Non-claims-based predictive tools are much more reliable if the objective is to direct active patient care.  Non-claims-based tools would include:

  • Tools to assess probability of readmission of a patient at discharge: This assessment is based on current clinical data (from the chart) and knowledge of the patient’s social circumstances (from interview or home assessment).  This data, although harder to accrue and generally available only to the provider directly, is vastly more useful for predicting utilization.
  • Tools to stratify populations based on global risk:  Nearly any primary care physician can identify the top 3-4% of risky patients in his/her practice.  Risk, in this context is a combination of overall disease burden and weakness of social support mechanisms (primarily family) for the patient.  Patients with high disease burden could be targeted for a deeper home assessment to identify preventable risks or potential family support mechanisms to mitigate the risk of utilization.

It is worth noting that disease burden alone is often not a particularly strong indicator of future utilization, hence inclusion of data about a patient’s home environment is critical.  The non-claims-based tools are often much more manual, but far more effective at identifying the high-utilization patients in advance.

There are many tools to assist in the prediction of population costs, and they work well.  There are very few tools to assist a provider organization in identification of high-risk patients.

Care Coordination Tools

As with the other tools, there are two very different objectives in care coordination:

  • Disease management tools:  These tools establish clinical objectives by disease state for each patient to assist in filling in gaps in care and to support reporting of compliance standards to external entities (payers, CMS).  Disease management tools support compliance reporting and quality management.  They do not drive cost reduction (indeed, they often raise utilization).
  • Case management tools:  These tools focus on specific patients in high-risk categories to manage the risk of excessive utilization or risk of treatment failure in complex conditions.
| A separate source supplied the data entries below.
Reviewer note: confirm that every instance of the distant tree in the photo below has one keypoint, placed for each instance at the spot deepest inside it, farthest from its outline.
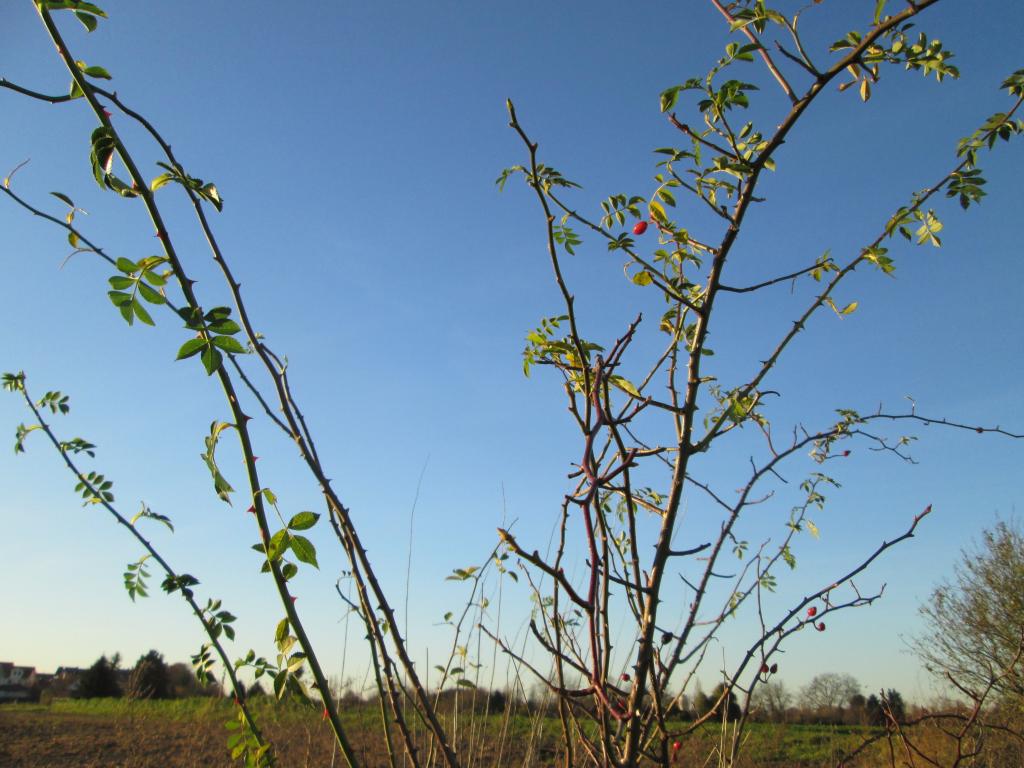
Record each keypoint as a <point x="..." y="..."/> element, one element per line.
<point x="975" y="623"/>
<point x="150" y="678"/>
<point x="773" y="698"/>
<point x="872" y="711"/>
<point x="896" y="706"/>
<point x="100" y="680"/>
<point x="705" y="702"/>
<point x="828" y="692"/>
<point x="856" y="710"/>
There are many tools that support disease management functions.   These may be a component of the EMR specific to the clinical setting, or an add-on application to the EMR.  In contrast, case management tools are somewhat more rare in the marketplace.  The problem, as often as not, is that the critical issues in case management are often inter-clinical-setting.  The implementation problem may be large enough that the provider organization is not well situated to “connect” to all of the key clinical settings to enable effective case management.

A Note on HIEs

Some might consider HIEs as an element in care coordination.  In my view, HIEs alone do not “count” as care coordination tools.  They may (or may not) be supportive, but if a tool cannot instantiate an intervention and report on completion of an intervention, it is tough to label it as a care coordination tool.  Most HIEs would fail in this regard.

 

Costs of IT in support of accountable care

We have recently endured another round of reports noting that investment in healthcare IT does not seem to have very significant ROI.  We have had redundant reports noting that:

  • EMRs may not have significant ROI
  • HIEs may or may not be “sustainable”
  • Industry IT costs are still trending upward, even though healthcare IT investment is generally lower than other information intensive industries

I continue to wonder why buyers are surprised.  ROI is fundamentally based on changes in revenue or cost after an implementation.  If clinical tool sets do not have much effect on either, why would we expect an ROI?

Perhaps more humorously, in a fee-for-service environment (in which most physicians are still practice), ROI is more commonly driven by better billing characteristics (e.g., better coding on bills, more accurate ‘upcoding’) than by process improvement.  In fact, process costs tend to rise in ambulatory care when clinical systems are implemented.

Does anyone think that these reports have any bearing at all on the value of clinical tools when deployed in an accountable care environment?  That is, if we are actually economically incentivized to improve the cost/quality profile, wouldn’t the investment in care coordination tools have much more obvious value?